DEMOKRATIE Eine Lobbyismus-Studie der Otto Brenner Stiftung berührt die Frage nach der Zukunft unserer demokratischen und wirtschaftlichen Ordnung. Von Warnfried Dettling

WARNFRIED DETTLING ist freier Autor in Berlin und am Bodensee

Es sind gerade einmal gut 20 Jahre vergangen, da haben viele nach dem Zusammenbruch des Kommunismus den Triumph von Demokratie und Marktwirtschaft gefeiert und mit Francis Fukuyama das „Ende der Geschichte“ ausgerufen. Inzwischen drängt sich eine andere Bilanz auf: Gesiegt hat nicht die Marktwirtschaft, sondern ein entfesselter Kapitalismus, der den Primat der Politik unterläuft und die Demokratie gefährdet. Und so fängt die ganze Geschichte, wie man Freiheit und Demokratie, soziale Gerechtigkeit und Fortschritt für alle sichern kann, wieder von vorne an. Die „Soziale Marktwirtschaft“, die Deutschland und Europa rund 50 Jahre lang mit guten Gründen als Antwort auf solche Fragen gegeben haben, kann man heute nicht mehr so ohne Weiteres beschwören, ohne sich dem Vorwurf des Zynismus auszusetzen.
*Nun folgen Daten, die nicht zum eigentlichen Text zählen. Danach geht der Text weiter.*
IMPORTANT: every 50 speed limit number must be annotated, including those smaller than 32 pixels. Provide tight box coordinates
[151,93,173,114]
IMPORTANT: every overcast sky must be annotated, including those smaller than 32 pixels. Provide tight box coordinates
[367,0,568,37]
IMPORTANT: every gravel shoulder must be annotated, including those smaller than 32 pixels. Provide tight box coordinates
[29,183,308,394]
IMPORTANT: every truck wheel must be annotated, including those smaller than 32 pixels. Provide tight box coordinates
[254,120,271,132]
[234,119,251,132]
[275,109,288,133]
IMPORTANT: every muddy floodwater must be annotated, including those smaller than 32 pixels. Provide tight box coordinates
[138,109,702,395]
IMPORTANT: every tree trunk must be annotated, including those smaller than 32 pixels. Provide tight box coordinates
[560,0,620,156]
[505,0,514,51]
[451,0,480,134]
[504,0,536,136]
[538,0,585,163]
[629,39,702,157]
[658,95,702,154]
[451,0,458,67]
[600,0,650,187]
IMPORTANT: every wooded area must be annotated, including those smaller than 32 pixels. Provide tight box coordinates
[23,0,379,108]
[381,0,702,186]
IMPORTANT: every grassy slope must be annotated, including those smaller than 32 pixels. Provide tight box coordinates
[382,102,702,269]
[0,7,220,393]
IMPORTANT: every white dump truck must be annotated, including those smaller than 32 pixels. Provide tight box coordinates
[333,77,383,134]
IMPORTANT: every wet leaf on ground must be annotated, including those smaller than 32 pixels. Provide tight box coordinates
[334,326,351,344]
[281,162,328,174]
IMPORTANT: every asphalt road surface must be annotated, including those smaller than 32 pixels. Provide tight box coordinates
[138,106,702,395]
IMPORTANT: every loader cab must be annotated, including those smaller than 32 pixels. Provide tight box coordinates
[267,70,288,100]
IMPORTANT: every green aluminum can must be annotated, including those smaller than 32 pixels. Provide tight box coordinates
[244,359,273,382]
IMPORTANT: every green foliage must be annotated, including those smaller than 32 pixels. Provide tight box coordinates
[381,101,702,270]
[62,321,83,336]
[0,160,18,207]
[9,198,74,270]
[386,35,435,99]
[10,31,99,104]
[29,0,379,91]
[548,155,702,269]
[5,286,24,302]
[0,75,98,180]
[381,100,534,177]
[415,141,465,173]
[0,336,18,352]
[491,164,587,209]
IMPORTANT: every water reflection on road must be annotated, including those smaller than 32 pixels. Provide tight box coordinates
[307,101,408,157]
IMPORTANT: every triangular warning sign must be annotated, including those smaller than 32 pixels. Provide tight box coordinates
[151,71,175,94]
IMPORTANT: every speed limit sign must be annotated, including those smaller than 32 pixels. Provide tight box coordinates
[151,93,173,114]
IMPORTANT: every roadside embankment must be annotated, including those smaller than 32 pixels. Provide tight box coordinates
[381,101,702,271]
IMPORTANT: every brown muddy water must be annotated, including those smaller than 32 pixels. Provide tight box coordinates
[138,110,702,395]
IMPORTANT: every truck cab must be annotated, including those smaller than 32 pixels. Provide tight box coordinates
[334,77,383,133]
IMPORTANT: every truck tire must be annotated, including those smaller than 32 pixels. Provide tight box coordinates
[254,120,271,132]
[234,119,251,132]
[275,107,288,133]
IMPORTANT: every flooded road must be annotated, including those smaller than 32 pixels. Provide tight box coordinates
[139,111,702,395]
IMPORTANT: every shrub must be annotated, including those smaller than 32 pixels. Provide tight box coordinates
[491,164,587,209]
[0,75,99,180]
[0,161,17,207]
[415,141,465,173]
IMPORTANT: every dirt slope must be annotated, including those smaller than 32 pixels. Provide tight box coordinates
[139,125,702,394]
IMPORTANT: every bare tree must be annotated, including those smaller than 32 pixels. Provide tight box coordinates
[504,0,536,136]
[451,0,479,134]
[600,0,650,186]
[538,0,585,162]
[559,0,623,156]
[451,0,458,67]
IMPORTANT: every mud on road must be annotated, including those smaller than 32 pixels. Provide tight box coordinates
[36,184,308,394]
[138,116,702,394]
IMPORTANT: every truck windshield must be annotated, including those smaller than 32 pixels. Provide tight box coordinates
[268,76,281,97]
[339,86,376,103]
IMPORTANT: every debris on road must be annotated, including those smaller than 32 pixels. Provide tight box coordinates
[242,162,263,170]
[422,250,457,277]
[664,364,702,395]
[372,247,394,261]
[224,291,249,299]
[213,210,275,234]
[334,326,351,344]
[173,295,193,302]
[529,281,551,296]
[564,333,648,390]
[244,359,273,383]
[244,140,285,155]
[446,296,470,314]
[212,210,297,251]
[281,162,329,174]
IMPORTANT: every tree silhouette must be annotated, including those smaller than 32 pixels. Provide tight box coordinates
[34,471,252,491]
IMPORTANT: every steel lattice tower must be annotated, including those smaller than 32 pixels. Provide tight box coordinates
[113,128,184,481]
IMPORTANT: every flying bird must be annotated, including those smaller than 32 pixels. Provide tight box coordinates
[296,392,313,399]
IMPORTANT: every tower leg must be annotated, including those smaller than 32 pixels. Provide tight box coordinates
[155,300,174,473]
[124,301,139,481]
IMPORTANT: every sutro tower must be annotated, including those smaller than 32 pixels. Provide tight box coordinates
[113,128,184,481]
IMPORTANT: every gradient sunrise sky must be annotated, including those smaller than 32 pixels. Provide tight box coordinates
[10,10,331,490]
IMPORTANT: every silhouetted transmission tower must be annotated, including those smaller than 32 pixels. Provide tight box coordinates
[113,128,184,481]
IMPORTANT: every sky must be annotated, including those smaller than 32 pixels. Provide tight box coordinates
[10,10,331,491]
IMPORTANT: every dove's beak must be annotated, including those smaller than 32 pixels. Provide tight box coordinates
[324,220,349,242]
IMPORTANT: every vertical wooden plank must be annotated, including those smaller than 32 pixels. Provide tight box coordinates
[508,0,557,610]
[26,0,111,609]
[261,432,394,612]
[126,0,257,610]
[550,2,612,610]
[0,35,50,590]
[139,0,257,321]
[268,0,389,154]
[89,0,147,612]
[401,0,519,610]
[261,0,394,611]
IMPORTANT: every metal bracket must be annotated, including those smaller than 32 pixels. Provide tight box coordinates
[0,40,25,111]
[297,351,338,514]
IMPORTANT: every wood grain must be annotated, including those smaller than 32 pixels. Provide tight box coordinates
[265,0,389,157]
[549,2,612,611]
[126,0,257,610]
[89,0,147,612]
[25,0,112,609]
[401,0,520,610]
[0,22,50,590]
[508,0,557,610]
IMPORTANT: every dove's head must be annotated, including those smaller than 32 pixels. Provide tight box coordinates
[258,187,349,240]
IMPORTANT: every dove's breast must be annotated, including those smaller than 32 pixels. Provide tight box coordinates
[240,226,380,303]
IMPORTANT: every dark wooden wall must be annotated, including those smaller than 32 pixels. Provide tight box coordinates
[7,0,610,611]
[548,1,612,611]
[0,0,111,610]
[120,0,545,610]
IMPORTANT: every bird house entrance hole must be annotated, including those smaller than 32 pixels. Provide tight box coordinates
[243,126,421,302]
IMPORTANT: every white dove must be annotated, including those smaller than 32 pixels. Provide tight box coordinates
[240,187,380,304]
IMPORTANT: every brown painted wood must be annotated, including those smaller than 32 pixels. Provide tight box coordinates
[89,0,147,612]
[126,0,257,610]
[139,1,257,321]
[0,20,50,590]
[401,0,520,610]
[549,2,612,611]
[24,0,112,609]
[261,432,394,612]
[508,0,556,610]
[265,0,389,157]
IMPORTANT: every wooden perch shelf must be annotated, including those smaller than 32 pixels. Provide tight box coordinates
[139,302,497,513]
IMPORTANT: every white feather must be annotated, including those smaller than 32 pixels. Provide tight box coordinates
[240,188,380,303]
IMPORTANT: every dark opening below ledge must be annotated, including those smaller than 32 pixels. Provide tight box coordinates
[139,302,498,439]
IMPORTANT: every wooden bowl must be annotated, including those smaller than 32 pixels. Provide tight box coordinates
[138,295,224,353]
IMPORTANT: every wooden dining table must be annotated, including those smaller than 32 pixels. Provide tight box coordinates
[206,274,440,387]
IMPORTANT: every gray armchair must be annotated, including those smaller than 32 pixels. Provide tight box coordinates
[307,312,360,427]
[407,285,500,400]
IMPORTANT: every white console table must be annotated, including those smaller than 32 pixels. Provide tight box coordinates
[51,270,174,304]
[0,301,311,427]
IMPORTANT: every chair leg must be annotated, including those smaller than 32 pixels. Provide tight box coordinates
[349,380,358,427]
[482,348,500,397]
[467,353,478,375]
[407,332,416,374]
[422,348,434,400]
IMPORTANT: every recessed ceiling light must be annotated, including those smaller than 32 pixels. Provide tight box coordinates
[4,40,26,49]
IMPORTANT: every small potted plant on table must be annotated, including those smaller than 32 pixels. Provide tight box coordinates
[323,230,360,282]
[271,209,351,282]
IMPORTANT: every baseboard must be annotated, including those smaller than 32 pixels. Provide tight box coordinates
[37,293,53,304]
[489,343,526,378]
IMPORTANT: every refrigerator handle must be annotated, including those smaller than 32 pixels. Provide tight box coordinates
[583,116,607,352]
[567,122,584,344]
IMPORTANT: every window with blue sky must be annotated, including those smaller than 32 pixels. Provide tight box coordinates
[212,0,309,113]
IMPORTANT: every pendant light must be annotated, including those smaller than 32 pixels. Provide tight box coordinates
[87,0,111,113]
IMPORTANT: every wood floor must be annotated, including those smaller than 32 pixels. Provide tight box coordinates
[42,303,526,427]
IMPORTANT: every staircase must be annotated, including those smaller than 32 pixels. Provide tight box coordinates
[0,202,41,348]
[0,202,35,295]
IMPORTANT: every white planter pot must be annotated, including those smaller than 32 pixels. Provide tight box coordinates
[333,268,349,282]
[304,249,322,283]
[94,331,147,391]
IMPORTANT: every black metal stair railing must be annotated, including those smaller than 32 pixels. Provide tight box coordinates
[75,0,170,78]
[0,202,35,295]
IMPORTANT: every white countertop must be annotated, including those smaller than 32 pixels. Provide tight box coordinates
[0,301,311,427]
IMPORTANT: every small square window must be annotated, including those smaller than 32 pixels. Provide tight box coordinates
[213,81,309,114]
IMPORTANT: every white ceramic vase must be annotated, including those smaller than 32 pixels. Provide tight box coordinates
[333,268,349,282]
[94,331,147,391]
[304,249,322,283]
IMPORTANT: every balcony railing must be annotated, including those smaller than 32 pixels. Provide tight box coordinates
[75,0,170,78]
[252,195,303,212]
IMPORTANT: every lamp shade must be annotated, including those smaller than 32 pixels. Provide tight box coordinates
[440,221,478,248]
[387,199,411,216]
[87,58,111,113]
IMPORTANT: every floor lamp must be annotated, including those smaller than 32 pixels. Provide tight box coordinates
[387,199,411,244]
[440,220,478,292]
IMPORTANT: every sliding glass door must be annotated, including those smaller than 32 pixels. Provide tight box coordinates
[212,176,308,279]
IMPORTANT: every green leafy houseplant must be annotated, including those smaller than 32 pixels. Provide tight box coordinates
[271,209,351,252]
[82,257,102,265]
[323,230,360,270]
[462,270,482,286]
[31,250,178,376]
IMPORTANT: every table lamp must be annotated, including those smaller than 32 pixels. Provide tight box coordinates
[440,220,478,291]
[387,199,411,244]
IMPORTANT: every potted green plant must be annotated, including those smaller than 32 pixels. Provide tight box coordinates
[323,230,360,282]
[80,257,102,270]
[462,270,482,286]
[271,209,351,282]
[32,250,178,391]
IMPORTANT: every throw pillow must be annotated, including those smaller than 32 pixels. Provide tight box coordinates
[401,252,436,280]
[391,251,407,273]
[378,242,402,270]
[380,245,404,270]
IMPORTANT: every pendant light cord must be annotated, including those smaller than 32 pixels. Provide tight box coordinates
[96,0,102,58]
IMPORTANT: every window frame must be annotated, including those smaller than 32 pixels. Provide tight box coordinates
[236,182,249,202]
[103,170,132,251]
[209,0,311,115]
Die vorliegende Denkschrift der Otto Brenner Stiftung über den Lobbyismus, seine Gefahren und Grenzen, verfasst von den Sozialwissenschaftlern Andreas Kolbe, Herbert Hönigsberger und Sven Osterberg, offenbart erst in diesem größeren Zusammenhang ihre Verdienste, aber auch ihre Grenzen. Die Autoren greifen ein zentrales Problem der real existierenden Demokratien heraus, machen konkrete Vorschläge, wie man diesem Problem zu Leibe rücken könnte. Diese Vorschläge gehören zum Besten, was man bisher dazu gelesen hat – auch wenn sie nicht hinreichend thematisieren, dass der wachsende und undurchsichtige Einfluss der Lobby nur eine der vielen Entwicklungen markiert, die insgesamt eine Korrosion der Demokratie bewirken: eine Art Schwindsucht und Erschöpfungszustand, die von innen kommen. Das ist ja der doppelte Unterschied zu früheren Zeiten, als etwa der Staatsrechtler Theodor Eschenburg schon in den 1950er Jahren die Frage nach der „Herrschaft der Verbände“ aufwarf: Zum einen hat sich das konkrete Problem des Lobbyeinflusses auf Parlament und Regierung nicht nur, aber vor allem bei den finanzstarken Interessen massiv verschärft. Doch selbst wenn diese Interessen mit den hier gemachten Vorschlägen an die demokratische Leine gelegt würden, wäre damit noch keine Entwarnung gegeben, was die Zukunft der Demokratie in einem anspruchsvollen Sinne betrifft. Es sind neue und andere Entwicklungen hinzugekommen wie etwa die Globalisierung und die Eurokrise, die Boulevardisierung und die Ökonomisierung der Politik, die einen Strukturwandel hin zu weniger Demokratie beschleunigen. Man kann freilich in einer Studie nicht alles auf einmal machen, und so bleibt es das Verdienst der Otto Brenner Stiftung und der Autoren, dass sie mit allem Nachdruck den Finger auf eine schwärende Wunde der zeitgenössischen Demokratie gelegt haben.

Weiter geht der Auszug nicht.